Hurricane Harvey Set the Benchmark
Harvey remains the defining flood event in Houston’s modern history. The hurricane stalled over southeast Texas in August 2017, dumping more than 50 inches of rain in some areas over roughly five days. That volume of water would overwhelm any city, but Houston’s flat terrain, clay soils, and dense development turned it into a catastrophe. More than 150,000 homes flooded, and the economic damage reached an estimated $125 billion. Harvey was not a freak occurrence so much as an extreme version of what Houston’s geography produces on a smaller scale several times a decade.

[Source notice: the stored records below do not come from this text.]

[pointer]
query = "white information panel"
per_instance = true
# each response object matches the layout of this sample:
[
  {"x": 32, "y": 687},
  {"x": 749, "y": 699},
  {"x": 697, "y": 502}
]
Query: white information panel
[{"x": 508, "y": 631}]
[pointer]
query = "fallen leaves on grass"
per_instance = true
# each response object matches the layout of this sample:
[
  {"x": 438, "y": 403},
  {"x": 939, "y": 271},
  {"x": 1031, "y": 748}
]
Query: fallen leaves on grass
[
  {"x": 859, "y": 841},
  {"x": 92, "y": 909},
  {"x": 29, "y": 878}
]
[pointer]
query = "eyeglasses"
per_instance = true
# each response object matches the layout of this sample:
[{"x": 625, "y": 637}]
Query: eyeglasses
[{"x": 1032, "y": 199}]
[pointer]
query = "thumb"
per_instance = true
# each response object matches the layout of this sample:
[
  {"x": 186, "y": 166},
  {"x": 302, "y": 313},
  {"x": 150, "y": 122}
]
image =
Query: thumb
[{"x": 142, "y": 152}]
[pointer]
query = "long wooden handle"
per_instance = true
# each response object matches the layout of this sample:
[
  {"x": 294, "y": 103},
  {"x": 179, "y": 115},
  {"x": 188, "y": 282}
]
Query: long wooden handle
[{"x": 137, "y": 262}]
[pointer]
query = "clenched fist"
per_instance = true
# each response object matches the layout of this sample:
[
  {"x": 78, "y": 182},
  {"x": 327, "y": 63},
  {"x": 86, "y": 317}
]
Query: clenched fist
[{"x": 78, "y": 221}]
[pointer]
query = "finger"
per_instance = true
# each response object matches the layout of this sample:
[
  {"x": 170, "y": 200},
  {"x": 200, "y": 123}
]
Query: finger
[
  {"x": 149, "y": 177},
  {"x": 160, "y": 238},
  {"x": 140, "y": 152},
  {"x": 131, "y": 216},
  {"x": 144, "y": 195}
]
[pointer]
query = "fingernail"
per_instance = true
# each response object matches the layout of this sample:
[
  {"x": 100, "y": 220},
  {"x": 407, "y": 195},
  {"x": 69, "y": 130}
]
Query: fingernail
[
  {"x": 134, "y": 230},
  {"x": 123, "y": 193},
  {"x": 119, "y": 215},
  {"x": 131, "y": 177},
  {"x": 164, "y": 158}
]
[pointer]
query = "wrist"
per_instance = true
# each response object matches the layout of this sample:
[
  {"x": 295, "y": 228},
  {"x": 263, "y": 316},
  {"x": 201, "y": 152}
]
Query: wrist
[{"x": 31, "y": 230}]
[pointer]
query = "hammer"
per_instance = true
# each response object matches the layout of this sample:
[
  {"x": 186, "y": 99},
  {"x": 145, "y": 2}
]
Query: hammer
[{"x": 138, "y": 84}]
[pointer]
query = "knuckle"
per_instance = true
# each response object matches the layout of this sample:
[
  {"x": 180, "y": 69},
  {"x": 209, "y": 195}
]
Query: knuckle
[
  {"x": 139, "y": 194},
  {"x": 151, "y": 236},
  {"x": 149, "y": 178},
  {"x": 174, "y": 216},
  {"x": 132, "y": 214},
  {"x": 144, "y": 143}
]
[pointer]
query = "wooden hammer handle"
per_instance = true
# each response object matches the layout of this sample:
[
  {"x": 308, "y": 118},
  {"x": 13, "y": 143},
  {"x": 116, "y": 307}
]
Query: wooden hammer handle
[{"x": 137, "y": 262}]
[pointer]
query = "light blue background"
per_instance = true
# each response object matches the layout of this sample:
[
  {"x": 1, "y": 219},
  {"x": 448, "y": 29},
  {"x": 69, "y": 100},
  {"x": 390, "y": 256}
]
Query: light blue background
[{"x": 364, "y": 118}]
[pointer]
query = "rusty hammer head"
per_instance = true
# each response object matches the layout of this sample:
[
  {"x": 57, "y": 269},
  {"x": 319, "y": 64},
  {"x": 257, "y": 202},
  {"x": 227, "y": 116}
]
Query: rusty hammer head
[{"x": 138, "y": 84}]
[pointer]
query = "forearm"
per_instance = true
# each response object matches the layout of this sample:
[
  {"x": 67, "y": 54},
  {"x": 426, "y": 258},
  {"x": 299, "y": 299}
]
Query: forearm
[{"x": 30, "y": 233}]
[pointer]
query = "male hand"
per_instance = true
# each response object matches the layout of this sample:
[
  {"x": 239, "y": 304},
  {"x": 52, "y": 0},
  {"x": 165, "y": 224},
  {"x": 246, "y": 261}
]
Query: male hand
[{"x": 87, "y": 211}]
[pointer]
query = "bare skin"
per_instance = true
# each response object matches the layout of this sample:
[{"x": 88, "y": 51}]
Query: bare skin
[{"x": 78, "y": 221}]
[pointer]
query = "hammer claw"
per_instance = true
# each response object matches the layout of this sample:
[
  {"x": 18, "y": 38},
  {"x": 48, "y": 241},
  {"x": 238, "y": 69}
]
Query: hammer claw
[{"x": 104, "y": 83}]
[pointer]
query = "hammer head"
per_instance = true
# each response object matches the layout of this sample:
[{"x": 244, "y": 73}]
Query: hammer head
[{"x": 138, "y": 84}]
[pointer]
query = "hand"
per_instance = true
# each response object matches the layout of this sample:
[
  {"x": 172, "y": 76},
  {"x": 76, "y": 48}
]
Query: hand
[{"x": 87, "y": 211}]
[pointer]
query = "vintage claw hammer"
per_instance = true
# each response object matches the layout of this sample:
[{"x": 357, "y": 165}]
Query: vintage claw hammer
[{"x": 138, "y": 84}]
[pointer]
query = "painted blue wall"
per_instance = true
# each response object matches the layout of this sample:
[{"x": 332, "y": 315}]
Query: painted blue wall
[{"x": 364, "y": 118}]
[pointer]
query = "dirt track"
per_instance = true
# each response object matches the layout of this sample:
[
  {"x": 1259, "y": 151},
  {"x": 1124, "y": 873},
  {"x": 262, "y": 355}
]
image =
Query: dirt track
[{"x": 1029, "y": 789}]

What’s Being Done to Reduce Flooding
After Harvey, Harris County voters approved a $2.5 billion bond for flood mitigation in 2018. Combined with partnership funds, the total investment has reached $5.2 billion. So far, about $1 billion of that bond money has funded 50 completed projects across the county, including channel widening, new detention basins, and home buyouts in repeatedly flooded neighborhoods. Another 147 projects are still in progress, backed by the remaining $4.16 billion in bond and partnership funds.
These projects help, but they can’t eliminate the risk. They’re designed to reduce the frequency and severity of flooding, not prevent it entirely. A storm on the scale of Harvey would still cause significant damage even with every planned project complete.
Flood Maps Are Changing
FEMA has proposed major revisions to Harris County’s flood maps, and the changes are significant. A Houston Chronicle analysis found that the number of properties in the 100-year flood plain would more than double under the new maps, jumping from roughly 158,500 to 330,000. Properties in the 500-year flood plain would increase from about 180,500 to 308,100.
That means hundreds of thousands of residents could find themselves in higher-risk flood zones. For homeowners with federally backed mortgages, landing in a high-risk zone typically triggers a requirement to carry flood insurance. As of late last year, only about 240,100 flood insurance policies were active in Harris County through the National Flood Insurance Program, well below the 330,000 properties that would fall in the proposed 100-year flood plain. The new maps still need to go through a review process before final approval, but they reflect a more honest picture of where water actually goes during a major storm.
How to Check Conditions in Real Time
If you’re trying to figure out whether Houston is flooding right now, the Harris County Flood Control District runs the most useful tools. Their Flood Warning System measures rainfall and monitors water levels across bayous and major streams in real time. You can sign up for custom alerts by email or text, choosing specific locations and water-level thresholds that matter to you.
Before driving during or after a storm, the Harris County Flood Education Mapping Tool shows ponding areas, which are sections of roadways that typically hold standing water during heavy rain. These aren’t random. The same low spots flood repeatedly, and knowing where they are can keep you off a submerged road. The single most dangerous thing Houstonians do during floods is drive into water they can’t judge the depth of. Six inches of fast-moving water can knock you off your feet, and two feet can float most vehicles.